Cycling is a term referring to the Nitrogen cycle, a process where beneficial bacteria build up in your tank. You need this bacteria to break down harmful ammonia (NH3) into nitrite (NO2) and then the safer nitrate (NO3).
Yes, you need to cycle your reef tank even if you plan on having only corals. Ammonia will be harmful to your corals or any invertebrates you add to it if you don’t.
Yes, you would need one. Since you’ll feed the corals to make up for the lack of nutrients in the water, uneaten food will rot if you don’t have a skimmer.
The food you can feed your corals depends on what types of corals you have. LPS corals can eat macroscopic or larger prey, while SPS corals can only feed on smaller prey.

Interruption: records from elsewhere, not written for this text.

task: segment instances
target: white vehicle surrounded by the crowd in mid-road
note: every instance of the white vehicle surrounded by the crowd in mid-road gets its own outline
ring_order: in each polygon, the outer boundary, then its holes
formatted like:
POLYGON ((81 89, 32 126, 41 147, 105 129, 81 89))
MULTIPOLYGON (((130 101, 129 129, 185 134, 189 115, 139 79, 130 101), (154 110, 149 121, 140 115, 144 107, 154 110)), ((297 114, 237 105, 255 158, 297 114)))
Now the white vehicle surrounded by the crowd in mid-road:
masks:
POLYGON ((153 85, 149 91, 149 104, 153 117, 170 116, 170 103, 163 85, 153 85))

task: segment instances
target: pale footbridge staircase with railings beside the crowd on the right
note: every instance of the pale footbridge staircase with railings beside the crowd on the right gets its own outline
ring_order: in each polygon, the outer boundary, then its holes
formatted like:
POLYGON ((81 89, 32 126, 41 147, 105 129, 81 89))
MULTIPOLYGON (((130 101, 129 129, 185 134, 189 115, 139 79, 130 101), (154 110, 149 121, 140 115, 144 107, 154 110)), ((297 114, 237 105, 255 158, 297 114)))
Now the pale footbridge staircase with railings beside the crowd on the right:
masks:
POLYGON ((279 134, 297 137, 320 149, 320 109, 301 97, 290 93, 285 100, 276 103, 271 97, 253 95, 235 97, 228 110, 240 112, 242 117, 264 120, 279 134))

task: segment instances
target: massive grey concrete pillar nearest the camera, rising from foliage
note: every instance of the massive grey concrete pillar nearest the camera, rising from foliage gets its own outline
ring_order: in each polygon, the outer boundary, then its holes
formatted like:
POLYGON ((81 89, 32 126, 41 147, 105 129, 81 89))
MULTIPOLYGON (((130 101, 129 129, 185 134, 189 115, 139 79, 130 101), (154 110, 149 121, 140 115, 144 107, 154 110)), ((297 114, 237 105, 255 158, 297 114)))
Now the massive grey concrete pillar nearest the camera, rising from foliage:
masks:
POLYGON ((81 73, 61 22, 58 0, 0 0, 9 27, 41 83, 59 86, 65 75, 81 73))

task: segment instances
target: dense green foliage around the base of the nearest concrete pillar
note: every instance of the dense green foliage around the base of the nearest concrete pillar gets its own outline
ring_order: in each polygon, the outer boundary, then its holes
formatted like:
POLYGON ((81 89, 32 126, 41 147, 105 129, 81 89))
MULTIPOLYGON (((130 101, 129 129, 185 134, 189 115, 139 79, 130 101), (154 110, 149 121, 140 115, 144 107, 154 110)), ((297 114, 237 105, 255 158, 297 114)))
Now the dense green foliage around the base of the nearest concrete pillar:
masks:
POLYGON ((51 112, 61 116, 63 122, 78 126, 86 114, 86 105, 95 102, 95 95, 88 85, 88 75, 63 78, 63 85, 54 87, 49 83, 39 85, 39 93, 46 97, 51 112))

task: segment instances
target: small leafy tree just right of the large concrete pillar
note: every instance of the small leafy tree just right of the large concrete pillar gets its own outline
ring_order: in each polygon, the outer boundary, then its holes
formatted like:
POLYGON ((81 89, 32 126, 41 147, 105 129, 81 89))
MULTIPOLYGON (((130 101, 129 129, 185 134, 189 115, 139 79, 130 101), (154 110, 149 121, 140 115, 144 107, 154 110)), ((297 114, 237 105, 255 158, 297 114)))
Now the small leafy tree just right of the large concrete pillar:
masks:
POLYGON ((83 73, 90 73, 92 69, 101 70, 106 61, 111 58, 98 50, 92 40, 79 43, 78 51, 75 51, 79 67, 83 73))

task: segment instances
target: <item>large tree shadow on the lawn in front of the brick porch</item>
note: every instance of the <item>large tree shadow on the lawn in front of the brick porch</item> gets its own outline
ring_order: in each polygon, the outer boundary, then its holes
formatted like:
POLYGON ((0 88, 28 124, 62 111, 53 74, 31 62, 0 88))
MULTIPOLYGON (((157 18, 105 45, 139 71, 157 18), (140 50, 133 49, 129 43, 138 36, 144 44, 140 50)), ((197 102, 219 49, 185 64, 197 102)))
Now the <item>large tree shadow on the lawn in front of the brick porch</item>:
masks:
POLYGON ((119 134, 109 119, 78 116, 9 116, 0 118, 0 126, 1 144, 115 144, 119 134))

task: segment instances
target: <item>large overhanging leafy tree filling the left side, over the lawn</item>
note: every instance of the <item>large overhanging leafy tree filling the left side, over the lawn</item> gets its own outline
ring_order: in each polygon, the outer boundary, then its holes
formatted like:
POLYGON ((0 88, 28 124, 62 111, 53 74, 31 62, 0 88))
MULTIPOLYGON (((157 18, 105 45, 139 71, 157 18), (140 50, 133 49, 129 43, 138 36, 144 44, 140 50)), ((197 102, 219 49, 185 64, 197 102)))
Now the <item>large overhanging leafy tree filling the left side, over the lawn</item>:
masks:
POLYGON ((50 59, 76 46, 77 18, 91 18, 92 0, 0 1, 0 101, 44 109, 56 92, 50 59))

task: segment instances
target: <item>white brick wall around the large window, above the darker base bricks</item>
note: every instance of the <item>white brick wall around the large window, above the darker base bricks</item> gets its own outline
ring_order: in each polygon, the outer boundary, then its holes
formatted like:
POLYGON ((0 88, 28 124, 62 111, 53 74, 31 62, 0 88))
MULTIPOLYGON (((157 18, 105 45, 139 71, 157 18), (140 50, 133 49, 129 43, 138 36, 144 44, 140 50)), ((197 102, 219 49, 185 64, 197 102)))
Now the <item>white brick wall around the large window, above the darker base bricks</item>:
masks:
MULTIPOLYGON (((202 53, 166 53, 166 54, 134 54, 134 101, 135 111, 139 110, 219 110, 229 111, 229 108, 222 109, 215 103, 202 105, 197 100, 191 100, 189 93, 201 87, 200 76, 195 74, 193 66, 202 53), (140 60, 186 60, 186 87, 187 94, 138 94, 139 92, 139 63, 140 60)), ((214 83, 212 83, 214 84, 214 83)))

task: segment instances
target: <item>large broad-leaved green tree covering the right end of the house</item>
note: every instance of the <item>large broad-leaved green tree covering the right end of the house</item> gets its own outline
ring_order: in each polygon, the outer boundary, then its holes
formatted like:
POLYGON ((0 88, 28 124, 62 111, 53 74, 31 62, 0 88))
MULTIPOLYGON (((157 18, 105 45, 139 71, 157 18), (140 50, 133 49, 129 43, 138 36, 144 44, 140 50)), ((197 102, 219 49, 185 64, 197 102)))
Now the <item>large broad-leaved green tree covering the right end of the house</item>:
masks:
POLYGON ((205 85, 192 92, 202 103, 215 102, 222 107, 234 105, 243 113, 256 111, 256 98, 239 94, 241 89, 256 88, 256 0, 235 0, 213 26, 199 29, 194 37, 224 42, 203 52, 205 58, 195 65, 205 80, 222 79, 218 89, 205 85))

It’s important to offer a variety of foods to provide the corals with all the nutrients they need. You can prepare food from a mix of krill, diced small fish, phytoplankton, thawed frozen plankton, and pieces of clam, shrimp, or squid.
Or you can use a food mix that you can purchase from reef tank shops.
Yes, chemical filtration with carbon media is still recommended, as corals release a substantial amount of organics such as proteins, hormones, organic acids, phenols, and carbohydrates that need to be cleaned from the water.
The metabolic waste or organics in the water can pose a threat to the corals and invertebrates living in it. While fish increase the amount of organic waste in the water, they are not the only producers of it.
Soft corals are fantastic for beginners, as they are easy to keep and tolerant to water quality. These corals will add dazzling colors and amazing movement to your reef tank. They are also available aquacultured, which means they are hardier than wild-caught species.
Having a coral-only reef tank is possible if you make a couple of adjustments. Keeping a coral-only reef tank isn’t that different from a regular reef tank, however, you need to compensate for the lack of fish.
You can easily compensate for the lack of nutrients by feeding your corals more often and you can keep a closer eye on the nitrates and phosphates levels to not get out of hand.
You also need to find a way to keep the algae levels to a minimum since the coral food will also feed the algae inside your tank. Having a CUC is highly recommended.
If you love the cleaner look of coral-only reef tanks and you are willing to make the necessary adjustments, this is a great way to build a reef tank.